After his departure Tom Gatliffe remained in the front drawing-room a prey to a thousand conflicting thoughts.

The unexpected and singular encounter that had taken place was altogether of such an extraordinary nature that he seemed bewildered and perplexed.

He had never for a moment imagined that Peace had been pursuing a lawless career, and the sudden discovery he made that night fell like a thunderbolt upon him.

Gatliffe was a young man of the strictest integrity, of the highest moral rectitude, and he felt supremely miserable when he reflected upon the incriminating facts, which had been made but too painfully manifest, in connection with his schoolfellow Peace.
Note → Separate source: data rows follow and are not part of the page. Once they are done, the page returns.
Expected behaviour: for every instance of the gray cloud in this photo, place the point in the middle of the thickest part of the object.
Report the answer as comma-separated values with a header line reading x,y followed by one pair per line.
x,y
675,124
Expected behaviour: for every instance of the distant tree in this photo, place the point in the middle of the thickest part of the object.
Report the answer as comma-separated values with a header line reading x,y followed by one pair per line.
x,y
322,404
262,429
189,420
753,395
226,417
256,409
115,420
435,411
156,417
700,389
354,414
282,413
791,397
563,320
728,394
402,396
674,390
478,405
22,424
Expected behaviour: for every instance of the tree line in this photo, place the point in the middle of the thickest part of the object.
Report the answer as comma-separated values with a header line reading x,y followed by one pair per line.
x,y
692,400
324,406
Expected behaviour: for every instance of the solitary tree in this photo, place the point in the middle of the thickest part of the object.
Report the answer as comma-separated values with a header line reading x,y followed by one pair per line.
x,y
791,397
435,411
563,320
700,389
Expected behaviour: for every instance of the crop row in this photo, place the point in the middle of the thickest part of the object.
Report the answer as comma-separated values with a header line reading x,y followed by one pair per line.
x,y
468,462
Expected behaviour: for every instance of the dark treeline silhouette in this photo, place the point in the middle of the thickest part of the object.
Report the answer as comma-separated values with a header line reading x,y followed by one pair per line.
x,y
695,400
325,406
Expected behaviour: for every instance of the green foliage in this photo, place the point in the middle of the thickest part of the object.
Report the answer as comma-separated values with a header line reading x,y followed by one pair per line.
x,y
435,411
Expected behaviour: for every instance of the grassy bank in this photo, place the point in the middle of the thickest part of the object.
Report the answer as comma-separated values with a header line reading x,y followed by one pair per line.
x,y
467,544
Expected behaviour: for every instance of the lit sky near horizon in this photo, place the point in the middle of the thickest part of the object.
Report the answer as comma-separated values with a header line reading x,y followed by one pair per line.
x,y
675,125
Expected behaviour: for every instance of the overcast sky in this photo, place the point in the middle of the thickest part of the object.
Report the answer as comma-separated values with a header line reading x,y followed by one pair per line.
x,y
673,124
He would have given half he was possessed of not to have been in the house at the time of the burglary.

Generous, kind-hearted, and forgiving as he was by nature, he found it impossible to blast the prospects of one whom he had known, almost on what might be termed the threshold of existence.

He glanced at the burglar’s bag, which contained so many valuable articles, and, as he did so, a shudder passed through his frame.

“I fear this is not his first offence,” he murmured, shaking his head sadly. “Young as he is he may possibly be old in crime; but perhaps I do him wrong, yet he was certainly disguised in so cunning and complete a manner that few besides myself would have known him. Certainly his disguise was perhaps the most surprising part of the whole business. Oh! this is all very terrible. I feel wretchedly depressed.”

Footsteps were now heard ascending the stairs, and in another moment the servant girl entered the room. She was accompanied by an inspector of the police and a constable.

“Where is the prisoner?” said the inspector.